The air was cooler than normal, and the water was sometimes like ice. But as we looked with warmth on one another, as we sat quietly by the ocean, digging in the smooth sand, we all realized once again how very important it is to escape, to regroup, to recover the blessings of routine joys, so powerful and so necessary to our collective sanity as a family.

Into the chaos and stress of all our lives, professional and personal, it is imperative that we introduce escape, calm, order and even simple traditions. They do not heal all of our hurts, and they cannot repair all of the damage we sometimes sustain as we move from year to year, challenge to challenge.

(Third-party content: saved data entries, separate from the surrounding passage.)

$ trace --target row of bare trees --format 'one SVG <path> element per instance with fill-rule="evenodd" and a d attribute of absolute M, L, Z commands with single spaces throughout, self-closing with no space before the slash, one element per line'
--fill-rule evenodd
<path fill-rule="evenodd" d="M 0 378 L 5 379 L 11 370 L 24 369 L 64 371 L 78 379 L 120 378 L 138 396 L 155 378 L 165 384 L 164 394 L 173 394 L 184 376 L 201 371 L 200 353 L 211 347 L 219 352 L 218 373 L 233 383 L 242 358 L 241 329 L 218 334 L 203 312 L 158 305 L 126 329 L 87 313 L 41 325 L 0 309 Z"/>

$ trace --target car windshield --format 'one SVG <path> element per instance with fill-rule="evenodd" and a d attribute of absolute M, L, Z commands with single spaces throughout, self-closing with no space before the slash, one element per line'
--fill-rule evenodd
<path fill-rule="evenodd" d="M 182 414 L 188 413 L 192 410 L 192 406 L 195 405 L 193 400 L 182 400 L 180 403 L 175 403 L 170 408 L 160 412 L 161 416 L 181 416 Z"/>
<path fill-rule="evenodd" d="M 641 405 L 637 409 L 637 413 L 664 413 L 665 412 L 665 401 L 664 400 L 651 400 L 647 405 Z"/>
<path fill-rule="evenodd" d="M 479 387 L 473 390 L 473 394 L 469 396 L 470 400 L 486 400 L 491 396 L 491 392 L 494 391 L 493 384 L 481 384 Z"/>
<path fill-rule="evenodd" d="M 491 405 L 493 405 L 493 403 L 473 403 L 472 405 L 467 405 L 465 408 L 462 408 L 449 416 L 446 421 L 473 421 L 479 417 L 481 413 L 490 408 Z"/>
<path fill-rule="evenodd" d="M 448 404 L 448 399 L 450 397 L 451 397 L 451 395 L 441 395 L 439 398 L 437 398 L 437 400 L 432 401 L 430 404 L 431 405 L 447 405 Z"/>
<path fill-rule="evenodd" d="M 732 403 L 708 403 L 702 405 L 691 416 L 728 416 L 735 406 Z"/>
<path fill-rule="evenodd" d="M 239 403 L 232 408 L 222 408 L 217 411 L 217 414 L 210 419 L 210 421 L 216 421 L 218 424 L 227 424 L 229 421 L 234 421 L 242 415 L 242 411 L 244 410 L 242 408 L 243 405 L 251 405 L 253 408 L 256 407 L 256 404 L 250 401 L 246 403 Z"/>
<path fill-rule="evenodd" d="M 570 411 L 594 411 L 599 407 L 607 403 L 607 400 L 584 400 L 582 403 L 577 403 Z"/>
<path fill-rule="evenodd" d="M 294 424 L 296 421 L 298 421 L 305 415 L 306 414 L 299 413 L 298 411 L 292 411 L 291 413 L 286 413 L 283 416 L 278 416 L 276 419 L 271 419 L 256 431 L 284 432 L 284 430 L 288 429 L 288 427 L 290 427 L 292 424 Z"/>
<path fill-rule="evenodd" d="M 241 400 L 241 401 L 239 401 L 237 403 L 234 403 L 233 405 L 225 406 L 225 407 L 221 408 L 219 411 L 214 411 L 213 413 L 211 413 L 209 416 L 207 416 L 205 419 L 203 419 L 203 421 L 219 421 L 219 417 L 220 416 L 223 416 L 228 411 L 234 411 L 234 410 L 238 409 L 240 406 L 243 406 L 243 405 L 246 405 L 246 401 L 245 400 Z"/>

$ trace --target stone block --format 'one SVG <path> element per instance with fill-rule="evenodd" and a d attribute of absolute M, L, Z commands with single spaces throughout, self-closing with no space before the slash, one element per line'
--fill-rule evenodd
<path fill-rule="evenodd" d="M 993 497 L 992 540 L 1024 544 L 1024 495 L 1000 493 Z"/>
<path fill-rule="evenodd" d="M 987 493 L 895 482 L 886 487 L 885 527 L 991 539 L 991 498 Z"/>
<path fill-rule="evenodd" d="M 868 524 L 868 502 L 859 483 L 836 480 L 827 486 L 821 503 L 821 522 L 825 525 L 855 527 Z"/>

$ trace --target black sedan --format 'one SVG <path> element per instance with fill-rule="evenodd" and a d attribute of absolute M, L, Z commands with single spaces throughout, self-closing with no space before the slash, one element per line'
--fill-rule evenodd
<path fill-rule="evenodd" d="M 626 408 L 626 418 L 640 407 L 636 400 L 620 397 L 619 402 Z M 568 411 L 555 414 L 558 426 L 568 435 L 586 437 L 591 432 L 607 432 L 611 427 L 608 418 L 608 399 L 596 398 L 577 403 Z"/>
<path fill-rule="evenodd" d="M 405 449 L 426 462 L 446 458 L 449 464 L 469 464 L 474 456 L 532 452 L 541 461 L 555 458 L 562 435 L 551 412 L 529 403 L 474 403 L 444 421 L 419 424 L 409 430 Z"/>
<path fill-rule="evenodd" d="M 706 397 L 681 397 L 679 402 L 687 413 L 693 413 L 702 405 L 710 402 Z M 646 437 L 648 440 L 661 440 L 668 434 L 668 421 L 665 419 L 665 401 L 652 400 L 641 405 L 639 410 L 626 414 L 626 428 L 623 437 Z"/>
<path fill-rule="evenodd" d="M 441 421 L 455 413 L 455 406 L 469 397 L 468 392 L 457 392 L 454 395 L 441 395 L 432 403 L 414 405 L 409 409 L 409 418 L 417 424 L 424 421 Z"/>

But they go far towards healing and restoration.

We may not be able to control the patient volume of the emergency room, we may not be able to predict compensation from quarter to quarter, or how the patient satisfaction scores will go. We certainly cannot anticipate or stop all of the perilous events we will face as families. But we can retreat and regroup. We can spend some time away, without the constant reminder of the stresses we endure every day. We tell the sick to rest; and a vacation is a kind of rest for the heart.

And few things allow me to do that as effectively as a trip to the beach, by way of the bookstore, with my wife and children.